1488, ein Jahr nach dem Tod des Eremiten im Ranft, schrieb Heinrich von Gundelfingen ein Offizium zu Ehren des Verstorbenen: Er verfasste die Texte für das kirchliche Stundengebet und versah die zu singenden Teile mit deutschen Choralnoten. Dieses Bruderklausen-Offizium ist ein bedeutendes Dokument spätmittelalterlicher Kirchenmusik.

Heinrich von Gundelfingen stammte aus der Bischofsstadt Konstanz. An der Universität Freiburg i. Br. bekleidete er das Amt eines Professors der Dicht- und Redekunst. Zugleich genoss er das Anrecht auf mehrere Pfründen, war Rektor der Kirche zu Sarnen und erhielt 1480 vom Rat der Stadt Luzern eine Chorherrenstelle in Beromünster. 1488 legte er sein Professorenamt nieder und übersiedelte ins Kollgiatstift Waldkirch an der Elz. Dort starb er im August 1490.

Bruderklausen-Offizium von 1488

Zur Geschichte dieser Handschrift: Gundelfingen schrieb im Jahr 1488 das Offizium zu Ehren von Bruder Klaus (kirchliche Tagzeiten). Er war fest überzeugt, dass der Verstorbene bald heiliggesprochen werde. Wohl aus Dankbarkeit für das Kanonikat in Beromünster widmete er das Offizium dem Rat von Luzern. 1591 befand sich die (zeitweise abhanden gekommene) Handschrift in der Pfarr- und Wallfahrtskirche von Sachseln. 1650 wird sie wieder im Hof zu Luzern aufbewahrt und durch den Stiftsorganisten und Choralkenner Johann Benn kopiert (in römischer Quadratnotation). Diese Luzerner Abschrift von 1650 kam nach Sachseln, das Original von 1488 wurde nach Rom an die Ritenkongregation für den Kanonisationsprozess von Bruder Klaus geschickt und wird letztmals 1657 in den Akten der Ritenkongregation aufgeführt.

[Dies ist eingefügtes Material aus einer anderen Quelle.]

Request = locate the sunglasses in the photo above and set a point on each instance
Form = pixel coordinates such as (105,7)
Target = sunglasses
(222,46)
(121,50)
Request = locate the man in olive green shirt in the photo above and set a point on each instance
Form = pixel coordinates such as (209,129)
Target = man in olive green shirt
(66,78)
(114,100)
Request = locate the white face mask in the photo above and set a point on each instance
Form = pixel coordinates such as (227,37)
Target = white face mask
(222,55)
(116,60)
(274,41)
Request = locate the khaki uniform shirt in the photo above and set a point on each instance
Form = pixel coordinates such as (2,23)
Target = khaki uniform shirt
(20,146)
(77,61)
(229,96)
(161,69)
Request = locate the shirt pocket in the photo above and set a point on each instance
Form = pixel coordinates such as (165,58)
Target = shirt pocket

1932 wurde in Bologna im Nachlass eines Jesuitenabtes das Original dieses Choral-Offiziums gefunden, das seit 1657 verschollen war. 1972 habe ich als Musikredaktor dieses Offizium in einer Radiosendung aus der unteren Ranftkapelle übertragen und wohl auch erstmals seit 1488 aufführen lassen.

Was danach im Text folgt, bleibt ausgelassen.